Bassirou Diomaye Faye sera installé aujourd’hui dans sa fonction de président de la République, deux semaines après avoir recouvré la liberté au bout de 11 mois de détention provisoire. Une trajectoire politique qui épouse le passé colonial de son terroir. Un peuple vaillant qui a farouchement combattu l’occupant avant d’être défait et contraint à une proposition de paix le 25 mars 1889. Ironie du sort, 135 ans plus tard, jour pour jour, un fils de cette bourgade sérère accède à la magistrature suprême. Cerise sur le gâteau, la date historique du 25 mars coïncide d’avec son anniversaire.
L’élection de Bassirou Diomaye Diakhar Faye comme cinquième président de la République du Sénégal le 24 mars dernier a mis son terroir, Ndiaganiawe (Ndiaganiao), sous le feu des projecteurs.

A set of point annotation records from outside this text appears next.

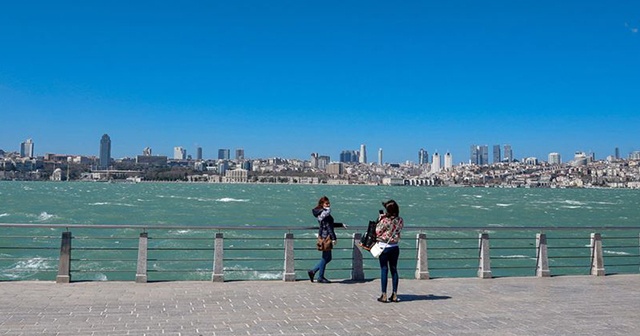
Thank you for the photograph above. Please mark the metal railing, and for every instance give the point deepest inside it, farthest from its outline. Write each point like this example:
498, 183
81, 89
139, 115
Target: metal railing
145, 253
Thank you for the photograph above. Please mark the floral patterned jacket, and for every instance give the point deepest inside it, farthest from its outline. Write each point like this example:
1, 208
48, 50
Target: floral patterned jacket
386, 226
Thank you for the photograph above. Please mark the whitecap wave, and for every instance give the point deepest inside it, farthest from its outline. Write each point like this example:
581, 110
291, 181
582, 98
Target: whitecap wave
229, 199
44, 216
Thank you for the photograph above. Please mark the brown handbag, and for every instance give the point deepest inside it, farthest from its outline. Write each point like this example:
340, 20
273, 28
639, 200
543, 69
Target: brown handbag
324, 244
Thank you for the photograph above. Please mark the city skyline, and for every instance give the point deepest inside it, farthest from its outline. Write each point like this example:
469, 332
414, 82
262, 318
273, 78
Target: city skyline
286, 79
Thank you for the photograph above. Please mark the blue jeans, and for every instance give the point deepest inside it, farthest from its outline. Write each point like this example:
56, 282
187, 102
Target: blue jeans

Une bourgade sérère devenue commune nichée dans le département de Mbour dans le Centre-ouest du Sénégal, dans la région historique du Baol. En effet, au-delà de l’élection de Bassirou Diomaye Faye, Nidiaganiao renferme toute une histoire. Une histoire écrite notamment durant la période coloniale avec beaucoup de ressemblances sur la trajectoire politique du fils de ce terroir devenu président de la République. Et, c’est Jacques Pouye, auteur du livre « Thiès et les Sérères : Retour à la source », édité par Harmattan et paru le 23 mars 2022, qui livre un pan de ces faits marquants de l’histoire de Ndiaganiao. Un peuple opprimé qui s’est farouchement opposé à l’occupation coloniale, avant de consentir des sacrifices pour vivre en paix.

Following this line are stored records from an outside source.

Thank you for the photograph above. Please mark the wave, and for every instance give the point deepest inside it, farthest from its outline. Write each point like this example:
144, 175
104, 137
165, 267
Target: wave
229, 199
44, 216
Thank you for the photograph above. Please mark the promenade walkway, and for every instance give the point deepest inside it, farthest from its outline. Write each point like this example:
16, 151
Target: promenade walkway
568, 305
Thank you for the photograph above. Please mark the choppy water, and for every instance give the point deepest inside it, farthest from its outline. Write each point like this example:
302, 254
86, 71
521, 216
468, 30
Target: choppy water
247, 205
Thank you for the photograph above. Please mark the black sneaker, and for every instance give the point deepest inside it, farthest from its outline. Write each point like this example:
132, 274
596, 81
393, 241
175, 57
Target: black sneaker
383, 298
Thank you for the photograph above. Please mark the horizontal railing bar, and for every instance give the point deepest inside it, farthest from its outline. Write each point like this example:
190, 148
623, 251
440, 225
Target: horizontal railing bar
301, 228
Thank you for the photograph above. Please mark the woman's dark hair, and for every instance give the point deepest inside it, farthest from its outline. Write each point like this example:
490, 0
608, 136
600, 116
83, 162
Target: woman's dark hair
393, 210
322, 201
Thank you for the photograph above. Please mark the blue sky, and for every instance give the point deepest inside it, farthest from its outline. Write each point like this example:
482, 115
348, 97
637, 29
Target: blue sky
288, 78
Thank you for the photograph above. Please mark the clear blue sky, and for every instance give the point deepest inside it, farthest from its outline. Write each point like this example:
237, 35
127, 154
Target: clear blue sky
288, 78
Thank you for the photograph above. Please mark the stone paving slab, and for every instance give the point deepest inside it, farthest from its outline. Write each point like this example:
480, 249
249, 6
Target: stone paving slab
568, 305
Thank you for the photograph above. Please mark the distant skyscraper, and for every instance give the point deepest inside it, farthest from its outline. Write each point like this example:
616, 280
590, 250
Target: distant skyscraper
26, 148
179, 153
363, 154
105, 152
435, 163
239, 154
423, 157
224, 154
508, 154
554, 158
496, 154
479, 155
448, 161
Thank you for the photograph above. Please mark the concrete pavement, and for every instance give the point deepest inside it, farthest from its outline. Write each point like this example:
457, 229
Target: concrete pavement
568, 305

Pour rappel, les Sérères du Jegemb et Joobaas s’étaient coalisés pour former une armée puissante qui a donné du fil à retordre aux colons, notamment dans leur position de Pout. Dans un passage à la page 149, l’auteur rapporte : « Depuis l’époque de l’attaque du poste de Pout, les Sérères Noon et les Joobaas avaient renforcé leurs attaques contre les intérêts vitaux des Français dans la région, semant la terreur et la mort aux environs de leur terroir pillant et assassinant les oppresseurs français et leurs complices nègres assoiffés de pouvoir. Pour sortir de cette situation, le gouverneur décida de s'emparer du Jegemb en vue d'affaiblir la bonne position des résistants Sérères de Thiès. Après une bataille sanglante, les Français réussirent à séparer le Jegemb et le Joobaas, le 23 mars 1889 » ; le Journal de marche de l’expédition daté du 25 mars 1889 le relate comme suit : « Journée du 25 mars 1889 : colonne partie de Ndofane, arrivée à Ndiaganiawe, riche village qui s’est signalé par de nombreux assassinats.
Quelques notables, sous conduite traitants viennent faire proposition de paix. J’exige 12 otages choisis parmi les chefs de famille, mais j’attends vainement exécution leur promesse et fait prisonniers une quinzaine d’individus d’hommes et femmes me serviront otages ». Depuis cette proposition de paix à Ndiaganiawe s’est écoulé près d’un siècle et demi. Ironie du sort, ce village jadis opprimé qui a combattu énergiquement avant d’être affaibli au point de faire une proposition pour la paix va donner au Sénégal son cinquième président, 135 ans plus tard, jour pour jour. Un parallélisme entre ces faits survenus à Ndiaganiao avant que la paix des braves ne soit actée le 25 mars 1889 entre les autochtones et le colon, et le fils du terroir Bassirou Diomaye Faye qui a été lui aussi victime d’injustice pour son engagement politique et envoyé en prison pendant 11 mois, avant de recouvrer la liberté à 10 jours de la présidentielle suite à la faveur d’une loi d’amnistie du président de la République sortant. De la prison, il sera porté à la tête du pays.
Autre coïncidence, le 25 mars est aussi jour anniversaire du nouveau président élu Bassirou Diomaye Faye. Pour rappel, l’ouvrage qui ouvre ses colonnes à Ndiaganiao est un produit de recherche qui retrace les origines du Noon, la migration, l’historique des implantations et cohabitation avec les autres peuples et les luttes d’autodétermination. Une contribution de l’auteur pour intégrer l’histoire Noon dans l’Histoire générale du Sénégal. C’était le vœu de feu Iba Der Thiam qui avait promis de préfacer ce livre, malheureusement décédé avant la parution.